It’s strange… but I’ve been able to finish reading a book cover-to-cover that’s not a book for my kids. It’s hard for me to get hooked into books and find the time to read them. I think the one I finished before this might have been “10 PRINT”, and that was over a year ago. This time, though, I completed the book on the story behind the creation of Windows NT: namely, “Showstopper!” in its short form, written by G. Pascal Zachary.

Reading the story of how Windows NT came to be was entertaining, as it is a story of the system itself and the dynamics between Dave Cutler, the original designer and lead for NT, and the other people involved in the project. I was shy of being 10 years old when Windows NT launched and I didn’t comprehend what was going on in the operating systems world and why this release was such a big deal. Reading the book made me learn various new things about the development process, the role of Microsoft in that era, and allowed me to settle some questions I’ve had over the years.

This article is a mixture of a book review and a collection of thoughts and reflections that the book evoked. Let’s begin because we have a lot of ground to cover.

Let’s create a brand new OS

Operating systems are pretty much a commodity these days—but you couldn’t take them for granted before. There was a time during the 1980s and 1990s when a multitude of computer architectures and operating systems thrived, each offering vastly different feature sets and levels of stability than the others. Yes, DOS and Windows were the most popular choices for personal computers, but there were other contenders such as OS/2, BeOS, QNX… as well as the myriad different commercial Unix derivatives. The open-source BSDs and Linux had just seen the light of day.

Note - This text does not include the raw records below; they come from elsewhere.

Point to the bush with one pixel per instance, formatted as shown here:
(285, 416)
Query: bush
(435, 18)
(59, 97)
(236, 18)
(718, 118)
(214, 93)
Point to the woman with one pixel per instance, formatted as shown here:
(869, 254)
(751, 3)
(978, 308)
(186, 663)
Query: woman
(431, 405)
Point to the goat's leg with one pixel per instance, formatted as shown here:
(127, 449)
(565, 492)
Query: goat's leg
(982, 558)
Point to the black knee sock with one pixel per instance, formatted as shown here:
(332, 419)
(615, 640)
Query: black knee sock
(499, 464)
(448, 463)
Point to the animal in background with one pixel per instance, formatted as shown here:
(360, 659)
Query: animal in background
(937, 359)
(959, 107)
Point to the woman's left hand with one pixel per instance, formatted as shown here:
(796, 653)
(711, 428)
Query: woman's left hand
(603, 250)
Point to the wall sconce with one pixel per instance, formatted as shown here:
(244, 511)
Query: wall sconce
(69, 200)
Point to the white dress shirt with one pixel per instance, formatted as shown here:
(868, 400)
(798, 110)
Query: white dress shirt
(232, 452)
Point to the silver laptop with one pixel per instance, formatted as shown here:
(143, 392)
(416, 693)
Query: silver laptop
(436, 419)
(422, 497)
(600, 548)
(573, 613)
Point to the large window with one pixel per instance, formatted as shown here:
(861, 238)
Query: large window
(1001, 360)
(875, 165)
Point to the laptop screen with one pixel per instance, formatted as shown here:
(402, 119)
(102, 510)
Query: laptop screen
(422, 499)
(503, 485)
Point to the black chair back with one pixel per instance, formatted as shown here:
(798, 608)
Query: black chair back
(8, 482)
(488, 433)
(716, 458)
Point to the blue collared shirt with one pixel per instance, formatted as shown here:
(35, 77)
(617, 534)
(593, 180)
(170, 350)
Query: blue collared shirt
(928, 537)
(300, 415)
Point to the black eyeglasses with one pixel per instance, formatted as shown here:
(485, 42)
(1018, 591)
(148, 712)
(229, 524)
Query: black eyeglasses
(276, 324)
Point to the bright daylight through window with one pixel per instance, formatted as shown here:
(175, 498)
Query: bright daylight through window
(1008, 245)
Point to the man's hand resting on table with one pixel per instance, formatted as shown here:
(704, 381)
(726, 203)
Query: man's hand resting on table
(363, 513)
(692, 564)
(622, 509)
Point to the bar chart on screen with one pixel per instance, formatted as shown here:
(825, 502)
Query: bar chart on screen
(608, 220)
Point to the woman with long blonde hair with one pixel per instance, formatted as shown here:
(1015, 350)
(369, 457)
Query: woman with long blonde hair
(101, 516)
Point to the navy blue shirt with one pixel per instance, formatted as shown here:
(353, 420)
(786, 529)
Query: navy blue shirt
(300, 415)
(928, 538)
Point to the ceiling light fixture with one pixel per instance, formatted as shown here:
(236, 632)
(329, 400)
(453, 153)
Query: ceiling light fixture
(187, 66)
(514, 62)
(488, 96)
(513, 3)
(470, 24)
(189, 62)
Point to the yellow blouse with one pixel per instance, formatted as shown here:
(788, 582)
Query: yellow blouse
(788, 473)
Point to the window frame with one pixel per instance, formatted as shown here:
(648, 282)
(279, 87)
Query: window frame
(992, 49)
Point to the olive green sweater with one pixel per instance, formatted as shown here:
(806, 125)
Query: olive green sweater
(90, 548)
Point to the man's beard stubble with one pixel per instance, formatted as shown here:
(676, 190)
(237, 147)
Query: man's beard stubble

Microsoft’s bet to build NT in 1988, a brand new OS from scratch, was bold. There were good reasons for taking the risk, which centered around the desire to modernize DOS and to have first-class support for networks, but investing multiple years of R&D on a massive project like this was risky: others had tried and failed.

At the end of the day, Microsoft succeeded with NT. The development process took longer than anticipated, but the system finally shipped in 1993. Now, more than 30 years later, NT is behind almost all desktop and laptop computers in the world. The book claims that Cutler repeatedly told his team that they’d remember this time period as “the good old days”, and I think he was well damn right. As tough as that period must have been for everyone involved, they were writing history and setting the direction of personal computing for years to come.

Development pressure

Contrast this to the open-source BSDs and Linux, which were already a reality by NT’s launch in 1993. Linux and the original 386BSD were “hobby projects” for their creators. I’m convinced that, at the time, these people and their contributors didn’t imagine their toys as anything that would influence the world—even if, in retrospect, they kinda have: Linux is the basis for almost all mobile devices and servers, and macOS is derived from those original BSDs.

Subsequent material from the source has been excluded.